Putting materials to the test
Once the team has identified the best structure, they’ll need to produce a sample of the material and test it out in the lab. In this case, that means pulling and releasing the material over and over to find out how quickly it gets fatigued.
Material fatigue is what caused the fuselage of a Southwest Airlines jet to rupture mid-flight in 2011, ripping a five-foot gash in the upper cabin. (Fortunately, the pilot was able to make an emergency landing without any fatalities.)
Every time an airplane takes off, the cabin inside is pressurized so that passengers can survive at high altitude. This puts force on the body of the aircraft. With every landing, the cabin is depressurized, removing that force. After thousands of these flight cycles, the metal of the fuselage gives out and begins to develop cracks, which are often microscopic and require special tools to detect.
“Aircraft is safe, much safer than before,” notes Liu, a mechanical and aerospace engineering professor. “But still fatigue is inevitable and a safety concern. We want it to be even safer. People still don’t really understand the very fundamental aspect of fatigue. The variability is huge. This could fail in one year or 100 years. People don’t really know why. One of the primary reasons comes from the microstructure.”
There is a growing interest in this area because people realize it will change how materials will be developed. It saves a lot of time and money."
Liu is an expert in mechanical structures who works with a variety of tools at ASU to test and image materials. For example, ASU has a palm-sized fatigue testing machine that can fit into a scanning electron microscope.
“If you don’t know what happens, you go in and see it,” he explains.
One major challenge the team faces is that it may not be possible to reproduce the ideal microstructure using current manufacturing techniques.
“It’s probably not possible at this stage to reproduce the design exactly,” says Jiao. “We can produce something similar and do the testing. We need to come up with a microstructure with a certain tolerance of uncertainty.”
Although computational materials design is a fairly new field, it’s a hot topic nationwide, spurred by the federal Materials Genome Initiative. The multi-agency initiative was launched in 2011 to support institutions in discovering, manufacturing and deploying the advanced materials that are essential to economic security and human well-being.
ASU’s work is supported through a National Science Foundation EAGER grant, which funds early-stage work on potentially transformative ideas.
“There is a growing interest in this area because people realize it will change how materials will be developed. It saves a lot of time and money. It will also bring a lot of benefit to fundamental physics and mathematics,” says Liu.

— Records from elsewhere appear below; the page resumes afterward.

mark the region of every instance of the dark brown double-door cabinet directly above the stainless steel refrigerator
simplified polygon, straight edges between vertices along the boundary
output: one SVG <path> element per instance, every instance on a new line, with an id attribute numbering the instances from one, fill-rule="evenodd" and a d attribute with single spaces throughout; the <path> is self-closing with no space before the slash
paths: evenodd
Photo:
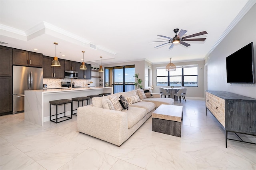
<path id="1" fill-rule="evenodd" d="M 43 55 L 21 49 L 12 49 L 12 64 L 42 68 Z"/>

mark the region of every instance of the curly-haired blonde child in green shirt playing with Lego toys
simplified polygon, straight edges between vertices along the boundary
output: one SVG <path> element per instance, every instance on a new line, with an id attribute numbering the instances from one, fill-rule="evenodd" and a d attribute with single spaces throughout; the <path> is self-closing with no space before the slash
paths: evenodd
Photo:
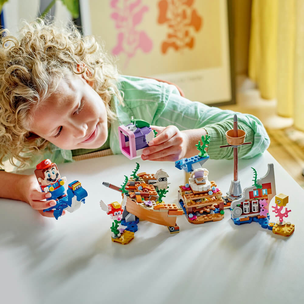
<path id="1" fill-rule="evenodd" d="M 158 135 L 142 158 L 176 161 L 198 153 L 195 143 L 208 134 L 213 159 L 232 158 L 225 132 L 233 112 L 190 102 L 173 85 L 119 76 L 93 37 L 81 37 L 73 25 L 57 28 L 38 19 L 26 23 L 19 37 L 2 30 L 0 47 L 0 163 L 16 159 L 34 167 L 43 159 L 72 161 L 73 155 L 111 148 L 120 153 L 117 128 L 131 116 L 155 125 Z M 240 157 L 254 157 L 269 145 L 254 116 L 238 113 L 247 132 Z M 1 171 L 0 197 L 27 202 L 43 216 L 55 205 L 45 201 L 35 175 Z"/>

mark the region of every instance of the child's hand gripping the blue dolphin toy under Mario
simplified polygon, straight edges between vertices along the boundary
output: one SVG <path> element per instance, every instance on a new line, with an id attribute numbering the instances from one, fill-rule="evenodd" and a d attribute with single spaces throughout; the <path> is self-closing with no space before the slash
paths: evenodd
<path id="1" fill-rule="evenodd" d="M 56 201 L 54 199 L 44 200 L 51 197 L 51 194 L 50 192 L 41 192 L 35 175 L 24 175 L 19 187 L 24 202 L 27 202 L 33 209 L 38 210 L 41 215 L 54 217 L 54 210 L 43 212 L 43 209 L 55 206 Z M 62 215 L 64 214 L 65 211 L 62 212 Z"/>

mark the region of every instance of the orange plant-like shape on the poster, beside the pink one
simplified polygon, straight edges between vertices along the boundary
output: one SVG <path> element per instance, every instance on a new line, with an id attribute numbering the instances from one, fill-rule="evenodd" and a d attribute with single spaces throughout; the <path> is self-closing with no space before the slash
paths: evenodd
<path id="1" fill-rule="evenodd" d="M 202 17 L 192 7 L 194 0 L 160 0 L 158 2 L 159 24 L 166 24 L 168 32 L 162 41 L 161 52 L 165 54 L 169 48 L 178 51 L 183 48 L 192 49 L 195 38 L 193 32 L 202 28 Z"/>

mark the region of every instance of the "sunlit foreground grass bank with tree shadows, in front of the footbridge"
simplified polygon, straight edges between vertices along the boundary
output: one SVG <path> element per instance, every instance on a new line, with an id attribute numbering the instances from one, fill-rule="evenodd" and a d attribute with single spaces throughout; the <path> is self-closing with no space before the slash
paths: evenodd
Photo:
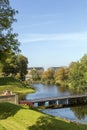
<path id="1" fill-rule="evenodd" d="M 0 103 L 0 130 L 86 130 L 87 126 L 52 117 L 29 108 Z"/>

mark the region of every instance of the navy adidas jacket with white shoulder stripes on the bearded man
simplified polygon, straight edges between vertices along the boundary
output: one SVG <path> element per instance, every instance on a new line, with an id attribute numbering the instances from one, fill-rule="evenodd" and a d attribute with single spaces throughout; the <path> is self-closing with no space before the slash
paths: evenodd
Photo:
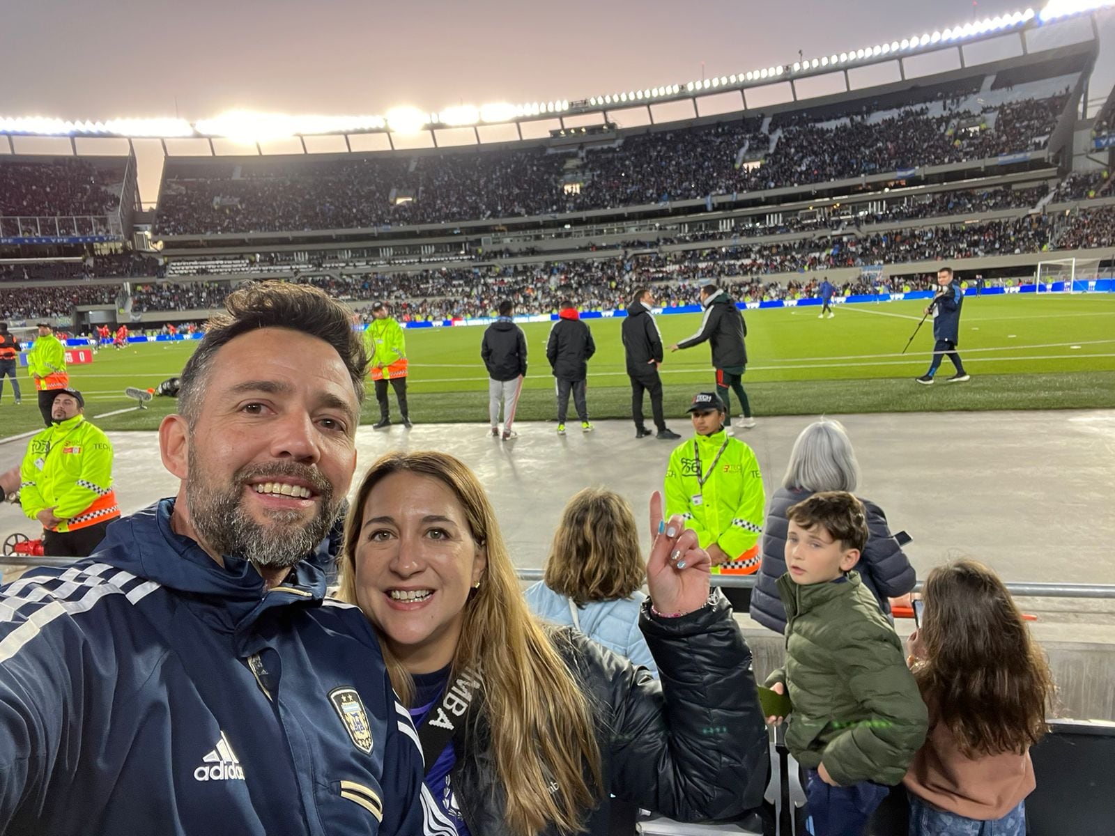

“We are lucky that we have complementary expertise,” adds Jiao. “We’re a strong team. I’m a computational person, so I know it’s extremely important for me to work with experimentalists. We have a very nice characterization group, testing group. And the microscopy facility here is world-class.”
Liu notes that ASU provides an excellent environment for collaboration, not just within a school but across disciplines. In fact, he recently won a $10 million grant from NASA to lead a multidisciplinary team in studying how to integrate the complex data sources that are driving the future of air traffic management systems.
“We’re addressing very large problems for complex systems. The problem is not too little data, it’s too much. How do you fuse this data to get what you want? You need to go beyond, working with very different schools, including human factors,” he explains.
He adds: “At ASU I don’t need to go outside. I get whatever I need from ASU.”